Non c'è dubbio: la spinta e l'onere maggiore per una riconsiderazione e il rilancio della questione meridionale spettano ora soprattutto ai meridionali, alle forze endogene, come insisteva già anni fa Francesco Compagna. Certo, le esigenze del Sud vanno collocate dentro una nuova politica nazionale, ed è impensabile che possa avvenire diversamente, ma la classe dirigente meridionale, soprattutto quella non partitica, deve trovare il coraggio, oltre che la capacità, di farsi quanto meno co-protagonista fortemente attiva del rilancio del Mezzogiorno.

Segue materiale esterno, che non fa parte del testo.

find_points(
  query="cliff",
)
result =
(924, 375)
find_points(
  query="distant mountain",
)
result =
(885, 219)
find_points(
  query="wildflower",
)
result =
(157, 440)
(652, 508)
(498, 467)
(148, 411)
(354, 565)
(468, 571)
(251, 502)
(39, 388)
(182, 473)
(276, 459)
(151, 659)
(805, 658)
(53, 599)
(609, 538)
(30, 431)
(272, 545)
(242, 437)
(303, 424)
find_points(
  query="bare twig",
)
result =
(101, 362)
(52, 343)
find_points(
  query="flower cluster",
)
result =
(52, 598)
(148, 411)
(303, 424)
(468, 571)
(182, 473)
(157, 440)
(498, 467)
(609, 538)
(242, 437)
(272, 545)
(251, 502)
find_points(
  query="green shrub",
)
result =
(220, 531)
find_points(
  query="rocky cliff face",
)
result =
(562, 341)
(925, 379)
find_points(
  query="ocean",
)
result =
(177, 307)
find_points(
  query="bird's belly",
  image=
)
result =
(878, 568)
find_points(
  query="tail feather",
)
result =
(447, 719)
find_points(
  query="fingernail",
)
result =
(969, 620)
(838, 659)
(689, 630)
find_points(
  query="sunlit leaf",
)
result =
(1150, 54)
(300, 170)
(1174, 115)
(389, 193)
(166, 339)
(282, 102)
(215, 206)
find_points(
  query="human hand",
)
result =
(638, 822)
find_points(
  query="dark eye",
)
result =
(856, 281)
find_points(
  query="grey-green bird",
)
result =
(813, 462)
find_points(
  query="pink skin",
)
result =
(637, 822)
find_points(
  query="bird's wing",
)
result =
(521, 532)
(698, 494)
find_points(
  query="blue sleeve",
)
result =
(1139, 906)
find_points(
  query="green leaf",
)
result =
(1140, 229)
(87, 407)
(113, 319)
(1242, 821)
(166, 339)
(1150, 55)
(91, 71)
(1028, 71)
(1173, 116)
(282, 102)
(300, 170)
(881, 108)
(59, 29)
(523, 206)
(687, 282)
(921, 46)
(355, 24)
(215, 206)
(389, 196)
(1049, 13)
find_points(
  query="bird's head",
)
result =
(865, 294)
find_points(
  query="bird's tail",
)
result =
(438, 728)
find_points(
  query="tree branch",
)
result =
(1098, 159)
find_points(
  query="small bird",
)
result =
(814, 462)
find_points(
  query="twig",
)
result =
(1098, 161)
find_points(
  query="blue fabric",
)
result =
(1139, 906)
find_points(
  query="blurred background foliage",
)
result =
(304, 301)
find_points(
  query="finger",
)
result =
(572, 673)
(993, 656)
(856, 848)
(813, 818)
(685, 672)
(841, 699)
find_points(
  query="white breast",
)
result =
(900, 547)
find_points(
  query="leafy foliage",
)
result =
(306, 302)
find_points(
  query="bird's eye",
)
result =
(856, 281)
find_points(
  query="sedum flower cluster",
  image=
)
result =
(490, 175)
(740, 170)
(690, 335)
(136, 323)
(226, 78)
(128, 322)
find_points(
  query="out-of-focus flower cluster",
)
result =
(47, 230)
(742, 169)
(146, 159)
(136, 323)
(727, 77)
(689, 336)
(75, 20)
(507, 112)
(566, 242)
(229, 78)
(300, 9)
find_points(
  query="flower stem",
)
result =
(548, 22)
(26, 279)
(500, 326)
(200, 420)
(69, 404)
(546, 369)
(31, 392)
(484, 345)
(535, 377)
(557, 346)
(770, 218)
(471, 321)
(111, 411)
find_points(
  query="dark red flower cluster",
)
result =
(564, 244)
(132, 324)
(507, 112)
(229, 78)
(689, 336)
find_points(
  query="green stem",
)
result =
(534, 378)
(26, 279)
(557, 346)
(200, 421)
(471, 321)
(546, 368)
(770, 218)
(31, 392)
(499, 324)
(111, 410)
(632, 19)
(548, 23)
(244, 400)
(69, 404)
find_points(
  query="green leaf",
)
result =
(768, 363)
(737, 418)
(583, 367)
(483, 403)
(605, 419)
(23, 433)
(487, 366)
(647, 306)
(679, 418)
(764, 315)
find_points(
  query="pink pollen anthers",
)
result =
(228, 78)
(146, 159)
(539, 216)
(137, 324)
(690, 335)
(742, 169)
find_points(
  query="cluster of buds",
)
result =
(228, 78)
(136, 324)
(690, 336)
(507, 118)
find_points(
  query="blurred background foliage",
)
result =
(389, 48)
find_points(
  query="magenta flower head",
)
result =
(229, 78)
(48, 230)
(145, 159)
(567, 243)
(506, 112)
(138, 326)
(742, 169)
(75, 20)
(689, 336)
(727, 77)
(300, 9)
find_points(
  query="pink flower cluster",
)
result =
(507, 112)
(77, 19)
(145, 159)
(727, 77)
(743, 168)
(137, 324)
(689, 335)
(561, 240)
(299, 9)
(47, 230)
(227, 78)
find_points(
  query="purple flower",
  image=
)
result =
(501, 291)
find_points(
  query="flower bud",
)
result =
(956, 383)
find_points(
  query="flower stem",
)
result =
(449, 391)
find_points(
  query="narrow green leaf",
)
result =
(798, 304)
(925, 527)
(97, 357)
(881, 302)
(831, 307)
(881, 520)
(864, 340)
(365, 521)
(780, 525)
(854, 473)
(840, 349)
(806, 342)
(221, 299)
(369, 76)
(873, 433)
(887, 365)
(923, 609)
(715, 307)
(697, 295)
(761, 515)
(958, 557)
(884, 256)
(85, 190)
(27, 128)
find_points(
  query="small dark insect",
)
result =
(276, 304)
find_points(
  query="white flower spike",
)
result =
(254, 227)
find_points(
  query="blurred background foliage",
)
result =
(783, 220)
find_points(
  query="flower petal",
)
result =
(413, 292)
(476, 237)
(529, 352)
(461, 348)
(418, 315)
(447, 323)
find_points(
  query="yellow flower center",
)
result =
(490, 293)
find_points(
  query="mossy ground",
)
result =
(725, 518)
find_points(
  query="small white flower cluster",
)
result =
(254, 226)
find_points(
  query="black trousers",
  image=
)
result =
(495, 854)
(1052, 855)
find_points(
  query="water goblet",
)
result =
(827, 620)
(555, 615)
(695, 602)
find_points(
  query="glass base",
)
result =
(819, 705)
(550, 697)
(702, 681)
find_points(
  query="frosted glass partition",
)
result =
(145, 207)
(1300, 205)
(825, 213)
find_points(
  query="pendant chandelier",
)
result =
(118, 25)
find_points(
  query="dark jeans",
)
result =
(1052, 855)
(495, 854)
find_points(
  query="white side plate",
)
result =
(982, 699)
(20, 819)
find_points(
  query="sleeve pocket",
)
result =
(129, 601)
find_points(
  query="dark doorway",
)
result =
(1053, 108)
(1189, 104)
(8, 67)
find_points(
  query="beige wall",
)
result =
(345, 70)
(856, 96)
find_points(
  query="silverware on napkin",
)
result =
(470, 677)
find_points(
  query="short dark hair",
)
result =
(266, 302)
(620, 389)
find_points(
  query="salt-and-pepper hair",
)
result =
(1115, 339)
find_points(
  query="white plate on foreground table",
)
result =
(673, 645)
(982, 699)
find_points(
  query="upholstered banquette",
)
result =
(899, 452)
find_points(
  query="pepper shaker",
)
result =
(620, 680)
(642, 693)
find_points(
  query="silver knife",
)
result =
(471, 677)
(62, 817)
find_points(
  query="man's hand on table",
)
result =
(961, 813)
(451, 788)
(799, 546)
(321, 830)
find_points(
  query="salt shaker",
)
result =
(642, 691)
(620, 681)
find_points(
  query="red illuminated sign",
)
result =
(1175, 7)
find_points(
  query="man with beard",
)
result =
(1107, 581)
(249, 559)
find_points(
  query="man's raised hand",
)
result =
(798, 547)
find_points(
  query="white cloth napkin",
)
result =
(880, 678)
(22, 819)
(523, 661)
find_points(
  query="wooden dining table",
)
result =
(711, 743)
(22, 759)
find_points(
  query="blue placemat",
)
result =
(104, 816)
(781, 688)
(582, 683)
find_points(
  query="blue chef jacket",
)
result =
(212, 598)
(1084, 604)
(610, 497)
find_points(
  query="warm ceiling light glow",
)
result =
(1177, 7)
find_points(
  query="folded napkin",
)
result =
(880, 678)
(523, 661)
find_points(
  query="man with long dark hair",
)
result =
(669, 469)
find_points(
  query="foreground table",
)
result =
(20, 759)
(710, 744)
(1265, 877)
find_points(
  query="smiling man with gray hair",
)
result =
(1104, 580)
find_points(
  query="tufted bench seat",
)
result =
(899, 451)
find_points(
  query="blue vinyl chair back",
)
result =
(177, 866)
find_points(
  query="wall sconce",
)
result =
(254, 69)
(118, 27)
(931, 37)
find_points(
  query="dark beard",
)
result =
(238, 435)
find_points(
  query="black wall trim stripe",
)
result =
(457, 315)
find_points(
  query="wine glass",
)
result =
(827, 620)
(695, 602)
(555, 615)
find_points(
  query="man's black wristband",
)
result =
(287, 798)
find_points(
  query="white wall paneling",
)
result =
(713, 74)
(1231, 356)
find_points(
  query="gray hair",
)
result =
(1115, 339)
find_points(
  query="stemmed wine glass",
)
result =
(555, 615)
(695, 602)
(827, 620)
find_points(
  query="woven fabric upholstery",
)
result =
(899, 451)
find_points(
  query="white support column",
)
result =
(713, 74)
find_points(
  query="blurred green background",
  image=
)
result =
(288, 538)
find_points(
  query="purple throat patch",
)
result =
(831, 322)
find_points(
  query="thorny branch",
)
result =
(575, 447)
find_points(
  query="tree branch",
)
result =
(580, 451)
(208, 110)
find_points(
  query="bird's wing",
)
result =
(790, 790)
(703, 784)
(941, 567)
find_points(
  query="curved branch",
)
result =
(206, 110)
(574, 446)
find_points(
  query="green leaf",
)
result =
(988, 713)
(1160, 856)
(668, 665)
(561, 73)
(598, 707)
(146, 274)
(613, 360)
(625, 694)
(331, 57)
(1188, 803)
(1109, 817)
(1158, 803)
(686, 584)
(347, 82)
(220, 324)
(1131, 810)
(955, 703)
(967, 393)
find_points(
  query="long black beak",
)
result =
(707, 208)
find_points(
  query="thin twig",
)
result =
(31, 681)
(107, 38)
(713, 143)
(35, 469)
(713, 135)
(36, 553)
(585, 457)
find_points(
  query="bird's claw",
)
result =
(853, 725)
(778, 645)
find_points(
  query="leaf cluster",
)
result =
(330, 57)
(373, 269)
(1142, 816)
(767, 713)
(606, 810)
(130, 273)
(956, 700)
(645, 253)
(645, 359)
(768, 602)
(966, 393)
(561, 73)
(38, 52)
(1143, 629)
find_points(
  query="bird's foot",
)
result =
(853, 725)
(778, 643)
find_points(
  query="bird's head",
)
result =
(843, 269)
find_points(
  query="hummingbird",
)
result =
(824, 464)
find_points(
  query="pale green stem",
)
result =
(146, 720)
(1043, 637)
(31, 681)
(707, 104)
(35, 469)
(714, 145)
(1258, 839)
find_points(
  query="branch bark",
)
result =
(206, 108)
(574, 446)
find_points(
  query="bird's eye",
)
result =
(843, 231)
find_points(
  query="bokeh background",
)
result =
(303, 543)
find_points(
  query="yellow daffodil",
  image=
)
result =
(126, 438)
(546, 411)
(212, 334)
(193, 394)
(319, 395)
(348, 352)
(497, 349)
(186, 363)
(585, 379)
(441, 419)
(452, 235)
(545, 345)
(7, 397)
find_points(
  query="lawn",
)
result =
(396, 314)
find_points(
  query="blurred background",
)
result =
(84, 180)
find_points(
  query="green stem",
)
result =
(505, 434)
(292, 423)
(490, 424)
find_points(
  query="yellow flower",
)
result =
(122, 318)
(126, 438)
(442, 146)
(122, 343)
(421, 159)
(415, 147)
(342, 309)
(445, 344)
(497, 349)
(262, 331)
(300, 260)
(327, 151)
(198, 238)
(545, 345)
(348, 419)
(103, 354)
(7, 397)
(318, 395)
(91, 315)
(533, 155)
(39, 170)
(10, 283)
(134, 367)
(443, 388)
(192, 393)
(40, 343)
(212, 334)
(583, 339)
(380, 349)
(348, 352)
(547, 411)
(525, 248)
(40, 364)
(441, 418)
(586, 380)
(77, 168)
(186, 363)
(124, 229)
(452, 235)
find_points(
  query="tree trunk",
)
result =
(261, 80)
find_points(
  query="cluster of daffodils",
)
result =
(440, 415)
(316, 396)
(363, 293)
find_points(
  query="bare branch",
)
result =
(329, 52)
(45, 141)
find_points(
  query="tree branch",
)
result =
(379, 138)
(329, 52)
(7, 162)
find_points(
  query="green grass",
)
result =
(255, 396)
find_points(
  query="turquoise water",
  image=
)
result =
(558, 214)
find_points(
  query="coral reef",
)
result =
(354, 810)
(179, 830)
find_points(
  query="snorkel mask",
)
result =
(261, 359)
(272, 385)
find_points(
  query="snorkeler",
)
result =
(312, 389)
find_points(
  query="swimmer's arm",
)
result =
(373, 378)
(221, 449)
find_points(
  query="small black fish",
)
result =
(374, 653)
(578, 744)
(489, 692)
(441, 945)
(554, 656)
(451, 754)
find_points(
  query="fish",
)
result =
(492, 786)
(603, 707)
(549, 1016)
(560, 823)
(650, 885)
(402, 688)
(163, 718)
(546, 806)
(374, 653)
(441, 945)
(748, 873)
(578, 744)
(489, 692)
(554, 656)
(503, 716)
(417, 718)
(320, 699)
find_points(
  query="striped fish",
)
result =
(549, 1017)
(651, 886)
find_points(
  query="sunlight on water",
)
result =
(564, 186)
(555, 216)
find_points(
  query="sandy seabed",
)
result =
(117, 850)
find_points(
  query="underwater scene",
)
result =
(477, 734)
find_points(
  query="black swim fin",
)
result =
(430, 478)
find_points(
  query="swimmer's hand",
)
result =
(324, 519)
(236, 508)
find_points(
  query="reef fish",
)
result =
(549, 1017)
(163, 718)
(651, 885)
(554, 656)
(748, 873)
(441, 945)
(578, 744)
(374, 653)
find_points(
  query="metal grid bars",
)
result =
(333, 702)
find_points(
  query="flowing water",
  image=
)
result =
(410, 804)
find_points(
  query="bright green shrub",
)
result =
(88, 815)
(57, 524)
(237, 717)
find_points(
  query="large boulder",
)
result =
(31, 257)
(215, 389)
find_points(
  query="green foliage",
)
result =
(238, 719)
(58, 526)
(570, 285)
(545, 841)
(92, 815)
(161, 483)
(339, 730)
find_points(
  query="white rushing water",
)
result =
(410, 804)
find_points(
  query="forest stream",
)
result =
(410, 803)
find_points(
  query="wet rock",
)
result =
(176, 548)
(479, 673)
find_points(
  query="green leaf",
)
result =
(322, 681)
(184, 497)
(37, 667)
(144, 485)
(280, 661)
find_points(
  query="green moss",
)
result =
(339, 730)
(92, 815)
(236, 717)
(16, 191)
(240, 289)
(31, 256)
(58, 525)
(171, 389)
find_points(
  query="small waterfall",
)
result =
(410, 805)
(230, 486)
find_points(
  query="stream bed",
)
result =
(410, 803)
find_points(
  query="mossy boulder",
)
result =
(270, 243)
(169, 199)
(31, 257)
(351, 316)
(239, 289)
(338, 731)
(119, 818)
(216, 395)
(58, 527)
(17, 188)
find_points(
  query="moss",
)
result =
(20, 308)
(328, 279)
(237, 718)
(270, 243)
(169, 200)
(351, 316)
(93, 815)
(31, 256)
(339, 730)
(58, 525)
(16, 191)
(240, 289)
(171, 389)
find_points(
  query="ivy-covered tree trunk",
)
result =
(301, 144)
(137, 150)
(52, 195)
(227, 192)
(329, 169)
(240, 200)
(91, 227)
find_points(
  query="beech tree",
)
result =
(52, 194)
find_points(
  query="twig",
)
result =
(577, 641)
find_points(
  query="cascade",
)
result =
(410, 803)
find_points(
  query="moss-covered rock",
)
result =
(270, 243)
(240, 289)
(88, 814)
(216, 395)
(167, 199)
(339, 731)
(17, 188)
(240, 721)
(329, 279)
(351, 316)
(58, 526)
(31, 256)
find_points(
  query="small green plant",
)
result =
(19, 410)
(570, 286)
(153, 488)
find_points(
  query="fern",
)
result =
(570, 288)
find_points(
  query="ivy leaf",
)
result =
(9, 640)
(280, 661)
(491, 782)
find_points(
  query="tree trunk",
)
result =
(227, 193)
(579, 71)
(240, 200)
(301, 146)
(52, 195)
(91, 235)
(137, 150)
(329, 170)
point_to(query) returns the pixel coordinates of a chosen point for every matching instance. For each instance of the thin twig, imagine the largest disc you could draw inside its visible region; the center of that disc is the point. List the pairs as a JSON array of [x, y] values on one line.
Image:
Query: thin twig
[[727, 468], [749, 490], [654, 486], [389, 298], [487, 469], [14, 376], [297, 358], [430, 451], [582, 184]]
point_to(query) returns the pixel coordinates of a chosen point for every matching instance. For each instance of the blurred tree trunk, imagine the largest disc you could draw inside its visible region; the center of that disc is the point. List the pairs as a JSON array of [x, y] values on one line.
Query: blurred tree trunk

A questo punto non si può ignorare una constatazione che non sfugge a chiunque oggi visiti il Sud. Si dice da talune centrali politiche, e lo scrivono anche alcuni giornali (c'è un nuovo conformismo pure nella stampa), che sta crescendo e si va selezionando nel Sud una nuova dirigenza politica. Ho girato molto in questa mia rivisitazione del Sud, ho parlato con molta gente, ho verificato talune situazioni; ebbene, francamente, non sono tornato a casa con impressioni positive in tal senso. La vecchia classe dirigente ha tante colpe, culturali e politiche, ha commesso peccati anche d'ordine morale, ma essa ha espresso risultati certamente non disprezzabili per statura e spessore. La nuova mi è apparsa per ora molto rumorosa, rissosa non meno della precedente, procacciante e arruffona quanto la parte peggiore della vecchia e dedita a gridare soltanto retoricamente il suo novismo. Non più di tanto. Ce ne vorrà perché diventi davvero classe dirigente. Per ora non si nota la scomparsa degli antichi vizi.
Per finire, sta proprio qui uno dei fattori che alimenta il mio pessimismo. Ci saranno nuovi Saraceno, Rossi Doria, Compagna, Fiore, capaci di stimolare e sollecitare quel dinamismo, quella voglia di fare e di intraprendere che sono richieste alla società meridionale? Vale ancora il concetto espresso da Guido Dorso nella sua Rivoluzione meridionale: occorrono "uomini di ferro", che per ora non si vedono? E vale sempre quel che diceva Giustino Fortunato, oggi forse più di ieri: alle soglie del Duemila la questione meridionale è soprattutto una questione nazionale, perché è in gioco la possibilità di restare nel novero delle potenze industriali o di decadere ad un second'ordine? Le elucubrazioni federaliste-separatiste non riescono a scalfire questa realtà.